By Kabir Basu, Grade 10
The second half of Day 1 of the Neev Literature Festival 2023 began with a most joyous and uplifting performance by Kapil Pandey, encouraging the audience to join in, sing and dance. The mood was set for celebrated, award-winning author Shabnam Minwalla’s session Inhabiting Parallel Timelines; an eager audience waited excitedly to be swept into the worlds inhabited by the characters in Shabnam’s latest novel Zen (Duckbill, 2023), a Young Adult offering published in May 2023 to excellent reviews.
She began speaking of her cousin’s grandmother’s diary—the starting point of the journey towards writing and publishing Zen—and how life in the past is not always what we expect it to be – a young girl in 1920 went through the same tussles with love as a girl in today’s world does.
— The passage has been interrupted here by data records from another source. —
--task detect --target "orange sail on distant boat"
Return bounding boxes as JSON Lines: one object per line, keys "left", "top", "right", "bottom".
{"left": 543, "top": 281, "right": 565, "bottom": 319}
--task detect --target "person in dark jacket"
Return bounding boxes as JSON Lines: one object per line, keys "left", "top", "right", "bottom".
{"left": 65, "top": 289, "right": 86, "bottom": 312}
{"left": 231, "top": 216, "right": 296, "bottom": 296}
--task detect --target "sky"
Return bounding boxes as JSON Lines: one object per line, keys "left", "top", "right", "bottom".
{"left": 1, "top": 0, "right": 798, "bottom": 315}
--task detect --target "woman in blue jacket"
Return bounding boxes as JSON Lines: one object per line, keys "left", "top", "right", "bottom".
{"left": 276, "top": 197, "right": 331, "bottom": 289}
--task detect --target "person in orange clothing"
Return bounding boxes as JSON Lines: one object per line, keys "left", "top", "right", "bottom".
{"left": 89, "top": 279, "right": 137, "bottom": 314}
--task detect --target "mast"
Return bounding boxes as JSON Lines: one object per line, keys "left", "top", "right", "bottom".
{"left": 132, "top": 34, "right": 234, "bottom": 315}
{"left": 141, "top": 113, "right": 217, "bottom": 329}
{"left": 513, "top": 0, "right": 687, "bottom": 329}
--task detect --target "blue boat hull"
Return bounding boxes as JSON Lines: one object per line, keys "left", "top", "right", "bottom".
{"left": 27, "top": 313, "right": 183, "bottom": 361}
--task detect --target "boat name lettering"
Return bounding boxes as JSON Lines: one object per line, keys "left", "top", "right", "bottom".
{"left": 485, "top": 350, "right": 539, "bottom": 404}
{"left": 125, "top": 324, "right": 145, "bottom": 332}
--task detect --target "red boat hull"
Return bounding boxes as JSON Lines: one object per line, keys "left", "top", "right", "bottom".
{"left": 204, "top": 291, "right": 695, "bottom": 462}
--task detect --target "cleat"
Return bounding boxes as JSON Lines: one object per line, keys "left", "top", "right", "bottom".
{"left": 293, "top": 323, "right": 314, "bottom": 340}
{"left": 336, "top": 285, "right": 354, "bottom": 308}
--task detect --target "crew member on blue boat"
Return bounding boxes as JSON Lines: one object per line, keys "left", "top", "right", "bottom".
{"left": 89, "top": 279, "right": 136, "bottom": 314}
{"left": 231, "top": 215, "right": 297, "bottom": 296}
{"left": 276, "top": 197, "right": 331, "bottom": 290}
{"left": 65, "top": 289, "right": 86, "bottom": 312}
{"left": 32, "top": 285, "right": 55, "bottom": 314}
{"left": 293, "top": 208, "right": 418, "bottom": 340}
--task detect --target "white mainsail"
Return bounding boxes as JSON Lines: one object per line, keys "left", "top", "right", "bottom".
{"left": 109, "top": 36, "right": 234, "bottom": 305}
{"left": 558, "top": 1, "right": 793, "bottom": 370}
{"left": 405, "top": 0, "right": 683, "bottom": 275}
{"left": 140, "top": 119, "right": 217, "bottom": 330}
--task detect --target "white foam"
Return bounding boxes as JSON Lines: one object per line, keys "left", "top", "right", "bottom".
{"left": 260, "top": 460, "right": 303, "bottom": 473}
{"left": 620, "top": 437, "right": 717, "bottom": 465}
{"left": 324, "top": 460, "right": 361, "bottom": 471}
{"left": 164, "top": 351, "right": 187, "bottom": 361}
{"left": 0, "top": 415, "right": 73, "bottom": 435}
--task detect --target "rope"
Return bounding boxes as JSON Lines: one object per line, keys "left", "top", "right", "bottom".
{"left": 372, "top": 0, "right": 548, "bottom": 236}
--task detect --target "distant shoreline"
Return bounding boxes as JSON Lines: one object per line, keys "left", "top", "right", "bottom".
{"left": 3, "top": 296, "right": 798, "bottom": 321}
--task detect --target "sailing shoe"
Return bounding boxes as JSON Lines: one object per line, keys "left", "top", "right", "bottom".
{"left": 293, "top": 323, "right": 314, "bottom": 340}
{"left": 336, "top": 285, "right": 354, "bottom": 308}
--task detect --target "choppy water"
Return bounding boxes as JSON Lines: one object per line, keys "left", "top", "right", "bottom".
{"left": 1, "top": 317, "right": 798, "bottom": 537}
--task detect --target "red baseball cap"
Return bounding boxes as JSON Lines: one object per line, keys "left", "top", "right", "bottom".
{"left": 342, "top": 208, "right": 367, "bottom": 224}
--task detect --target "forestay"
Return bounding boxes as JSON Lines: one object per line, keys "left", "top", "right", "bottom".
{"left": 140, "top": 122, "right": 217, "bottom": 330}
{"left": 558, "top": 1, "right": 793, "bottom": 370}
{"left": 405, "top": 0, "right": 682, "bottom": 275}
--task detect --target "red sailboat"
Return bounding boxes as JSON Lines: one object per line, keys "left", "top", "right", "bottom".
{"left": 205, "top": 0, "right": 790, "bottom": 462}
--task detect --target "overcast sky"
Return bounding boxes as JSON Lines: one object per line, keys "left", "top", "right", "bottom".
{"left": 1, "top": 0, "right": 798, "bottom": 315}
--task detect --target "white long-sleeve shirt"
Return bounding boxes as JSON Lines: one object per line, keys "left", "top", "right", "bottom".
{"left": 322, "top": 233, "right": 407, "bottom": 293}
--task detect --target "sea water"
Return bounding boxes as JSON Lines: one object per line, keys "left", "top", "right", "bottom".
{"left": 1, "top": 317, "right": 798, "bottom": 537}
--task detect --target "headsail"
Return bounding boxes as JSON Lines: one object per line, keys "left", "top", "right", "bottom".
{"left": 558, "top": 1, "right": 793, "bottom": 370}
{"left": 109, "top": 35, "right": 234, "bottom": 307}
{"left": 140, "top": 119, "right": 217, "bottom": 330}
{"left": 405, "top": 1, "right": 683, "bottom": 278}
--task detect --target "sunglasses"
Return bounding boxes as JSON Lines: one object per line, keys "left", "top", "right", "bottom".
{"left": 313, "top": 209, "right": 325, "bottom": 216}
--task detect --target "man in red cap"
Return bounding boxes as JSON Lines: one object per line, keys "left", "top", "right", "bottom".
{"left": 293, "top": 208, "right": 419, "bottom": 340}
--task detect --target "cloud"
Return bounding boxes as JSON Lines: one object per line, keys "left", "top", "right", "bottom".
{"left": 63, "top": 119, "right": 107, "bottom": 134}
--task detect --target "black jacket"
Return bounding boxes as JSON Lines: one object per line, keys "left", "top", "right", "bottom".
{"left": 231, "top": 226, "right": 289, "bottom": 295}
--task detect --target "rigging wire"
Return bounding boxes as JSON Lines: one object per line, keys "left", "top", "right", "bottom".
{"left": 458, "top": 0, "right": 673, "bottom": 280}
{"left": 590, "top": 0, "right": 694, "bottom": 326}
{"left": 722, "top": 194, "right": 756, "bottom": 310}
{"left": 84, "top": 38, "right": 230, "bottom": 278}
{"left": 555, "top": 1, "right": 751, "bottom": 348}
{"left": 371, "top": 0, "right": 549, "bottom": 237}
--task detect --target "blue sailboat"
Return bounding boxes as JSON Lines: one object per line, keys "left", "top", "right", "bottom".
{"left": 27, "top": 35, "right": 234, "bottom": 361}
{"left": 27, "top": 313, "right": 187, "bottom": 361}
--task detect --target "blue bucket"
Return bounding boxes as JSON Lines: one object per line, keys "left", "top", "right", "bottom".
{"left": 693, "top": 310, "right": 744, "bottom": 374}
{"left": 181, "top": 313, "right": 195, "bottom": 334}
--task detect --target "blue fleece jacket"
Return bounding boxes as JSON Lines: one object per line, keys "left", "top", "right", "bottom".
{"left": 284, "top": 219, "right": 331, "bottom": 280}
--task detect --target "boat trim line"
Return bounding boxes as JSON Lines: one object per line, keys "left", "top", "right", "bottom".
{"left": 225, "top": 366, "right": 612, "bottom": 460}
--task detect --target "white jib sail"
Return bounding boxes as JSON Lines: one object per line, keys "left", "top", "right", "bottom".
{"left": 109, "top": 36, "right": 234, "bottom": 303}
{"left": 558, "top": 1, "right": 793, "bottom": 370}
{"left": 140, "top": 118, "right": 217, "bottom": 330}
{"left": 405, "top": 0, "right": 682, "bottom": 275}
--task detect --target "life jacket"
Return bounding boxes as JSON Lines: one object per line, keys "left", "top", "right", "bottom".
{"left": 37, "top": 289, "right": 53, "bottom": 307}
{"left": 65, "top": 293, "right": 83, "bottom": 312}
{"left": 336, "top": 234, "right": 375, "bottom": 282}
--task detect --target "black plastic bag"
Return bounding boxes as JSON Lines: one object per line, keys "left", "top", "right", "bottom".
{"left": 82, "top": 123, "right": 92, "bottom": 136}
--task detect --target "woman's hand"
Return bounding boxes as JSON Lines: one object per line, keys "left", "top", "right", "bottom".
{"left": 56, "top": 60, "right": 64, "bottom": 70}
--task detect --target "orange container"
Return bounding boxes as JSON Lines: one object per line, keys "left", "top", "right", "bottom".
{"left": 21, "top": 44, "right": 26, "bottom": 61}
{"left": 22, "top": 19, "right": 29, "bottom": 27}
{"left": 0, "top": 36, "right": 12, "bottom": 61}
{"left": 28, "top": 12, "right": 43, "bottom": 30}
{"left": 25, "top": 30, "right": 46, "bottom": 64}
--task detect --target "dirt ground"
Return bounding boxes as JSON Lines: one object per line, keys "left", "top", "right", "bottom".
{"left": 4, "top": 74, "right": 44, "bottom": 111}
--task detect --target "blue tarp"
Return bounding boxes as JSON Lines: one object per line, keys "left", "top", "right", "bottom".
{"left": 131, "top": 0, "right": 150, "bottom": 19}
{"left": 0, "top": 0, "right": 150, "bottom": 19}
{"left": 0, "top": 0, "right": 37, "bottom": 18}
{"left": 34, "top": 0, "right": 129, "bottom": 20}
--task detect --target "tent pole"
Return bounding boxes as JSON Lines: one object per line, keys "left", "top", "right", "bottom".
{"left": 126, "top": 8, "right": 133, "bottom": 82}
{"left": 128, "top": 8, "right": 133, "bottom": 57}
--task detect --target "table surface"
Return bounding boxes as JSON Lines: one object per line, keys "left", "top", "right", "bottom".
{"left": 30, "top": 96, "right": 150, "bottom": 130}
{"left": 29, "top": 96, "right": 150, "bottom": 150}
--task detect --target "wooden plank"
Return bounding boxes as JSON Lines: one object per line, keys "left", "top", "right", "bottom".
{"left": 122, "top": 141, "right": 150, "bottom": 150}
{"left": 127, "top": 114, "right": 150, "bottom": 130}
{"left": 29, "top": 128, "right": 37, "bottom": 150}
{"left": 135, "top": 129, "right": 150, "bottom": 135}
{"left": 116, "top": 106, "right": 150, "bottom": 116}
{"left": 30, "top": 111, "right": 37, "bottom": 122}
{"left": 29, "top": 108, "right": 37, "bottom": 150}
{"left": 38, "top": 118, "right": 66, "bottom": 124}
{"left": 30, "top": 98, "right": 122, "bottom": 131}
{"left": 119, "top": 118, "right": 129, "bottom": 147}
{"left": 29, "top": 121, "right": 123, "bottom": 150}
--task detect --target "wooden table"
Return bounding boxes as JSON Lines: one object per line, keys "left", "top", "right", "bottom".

This interesting find, and the involvement of her daughters in the anti-CAA protests, convinced her to write a book – and so, Zen was born.
I was astonished to learn about the amount of research that goes into creating a world within a book. In order to recreate 1920s Colaba, Shabnam had to go searching for a variety of sources – contacting historians, getting ahold of newspapers, and even using dated directories. She captured the essence of the past by employing old maps and populating the world in her book with the lives of people she found in old, grainy, black and white pictures.
What also stayed with me are the parallels that can be drawn between the past and the present. The more things change, the more they stay the same, after all. The book itself deals with the story of Zainab (Zen for short), living in modern-day Mumbai, who finds herself in an unexpected romance. Her great grandmother, also named Zainab, writes in a diary about her family, life, and love. During the sessions at NLF 2023 with Shabnam Minwalla, I was faced with another revelation too – while the present cannot change the past, it can change the way we interpret it.